Some days, it doesn't pay to be a lapsed pretend Buddhist . . . particularly when you're charged with a lengthy list of war crimes. Vida Zankovic has done many things to stay alive. A wily young man caught in the insanity of the Balkan wars, Vida has dealt drugs, been forced to join the army, and then deserted when he tried to save a young boy trapped beneath a mountain of corpses. Being accused of genocide, however, forces Vida into a whole new level of surrealism. In Song of Kosovo, Chris Gudgeon exposes the universal human experience like never before, fashioning a satirical world where one earns a following as a levitating holy man while the US Air Force drops "bombs" of condoms, candy, and Ikea pillows to subvert the populace. Weaving strands of Balkan mythology and history, threading them through the life of a man who only wnats to live out his days with the woman he loves, Gudgeon crafts a tanscendent tale at once grotesque and absurd, satiric and tragic, touching and real. As much Catch-22 as De Niro's Game, Song of Kosovo is a unique examination of how ideas may rise above reality to drive world events and how a nation caught in the grip of conflict may ultimately earn a sense of itself.
"What the author has created is not a work of documentary realism, but rather a collection of sense impressions of a country and a people undergoing catastrophic suffering. But Song of Kosovo is not a nihilistic book. By rejecting the dictates of strict reportage and producing instead an impressionistic work that combines history, myth, and legend. Gudgeon has written something that cleaves closer to emotional reality than naturalism ever could. The novel is tough, mordantly funny, but, above all, honest."
"Riotously funny."
"Wow! I had no idea that Gudgeon was a Serbian name, but after reading Song of Kosovo, I almost believe it is. Zavida Zanković is a character you'll never forget. Chris Gudgeon skilfully brings his voice to life, singing the funny but sad "Song of Kosovo" to his elusive muse Nexhmije Gjinushi. Now there's a name that will trip most tongues."
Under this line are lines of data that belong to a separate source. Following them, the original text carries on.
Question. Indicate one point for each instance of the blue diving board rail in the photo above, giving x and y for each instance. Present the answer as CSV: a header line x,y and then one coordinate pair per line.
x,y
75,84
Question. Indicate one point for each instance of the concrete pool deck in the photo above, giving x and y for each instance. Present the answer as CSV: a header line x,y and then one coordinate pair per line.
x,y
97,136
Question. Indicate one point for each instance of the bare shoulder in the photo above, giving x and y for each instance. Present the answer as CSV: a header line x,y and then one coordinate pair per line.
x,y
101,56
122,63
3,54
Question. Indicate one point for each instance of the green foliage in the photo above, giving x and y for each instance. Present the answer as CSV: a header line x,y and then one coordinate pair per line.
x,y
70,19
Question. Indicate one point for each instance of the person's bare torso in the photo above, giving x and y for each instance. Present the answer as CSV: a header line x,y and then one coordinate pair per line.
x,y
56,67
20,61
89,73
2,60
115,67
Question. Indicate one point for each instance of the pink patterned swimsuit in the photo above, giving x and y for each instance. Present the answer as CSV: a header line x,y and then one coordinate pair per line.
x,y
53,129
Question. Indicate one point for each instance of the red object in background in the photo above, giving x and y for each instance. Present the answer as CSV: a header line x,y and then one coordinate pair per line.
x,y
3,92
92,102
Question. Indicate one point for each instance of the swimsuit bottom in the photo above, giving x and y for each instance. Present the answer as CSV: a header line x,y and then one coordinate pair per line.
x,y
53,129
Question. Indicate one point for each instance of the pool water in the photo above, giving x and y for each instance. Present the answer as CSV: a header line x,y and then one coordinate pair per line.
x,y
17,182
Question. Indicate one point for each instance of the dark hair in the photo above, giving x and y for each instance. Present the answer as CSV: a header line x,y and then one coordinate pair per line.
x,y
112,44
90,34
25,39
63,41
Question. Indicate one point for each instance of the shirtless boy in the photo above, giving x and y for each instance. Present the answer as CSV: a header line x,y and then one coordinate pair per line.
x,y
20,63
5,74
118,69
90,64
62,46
"Song of Kosovo is half galloping Bildungsroman, half treatise on the fraught interplay of truth, lies, and myth in what we end up calling history. ... One night, as the bombs fall on Belgrade before Zavida is kidnapped into service, his girlfriend asks him why they are still fighting. His answer: "Because the Americans and Russians ... are still in a pissing match, and Kosovo is their urinal." The moment pinpoints the novel's rage against corrupt leaders and global power plays, while the little people continue to die in their beds, their streets, and their barnyards."
"Song of Kosovo is a remarkable first novel. ... Chris Gudgeon has written a fever dream of a book ... It is exhilarating to see a new Canadian novelist attempt a work this ambitious. ... He has uncannily captured the tone of a European novel in translation. The nearest Canadian parallel might be Jack Hodgins' rollicking magic realism in The Invention of the World. There are also echoes of that great 18th-century picaresque, Tristram Shandy."
"A richly layered story of memory and its myths, of love and loss, with a vein of dark humour running through it. Soaked in history and deeply ironic. Splendid!"
"A sly, frequently amusing and penetrating distillation of estrangement and social chaos set during the Balkan wars of the late 1990s ... This is not an attempt to reproduce the tragedy of war with documentary zeal; rather it is a literary journey emboldened by wit and artifice, a perfectly executed literary conceit."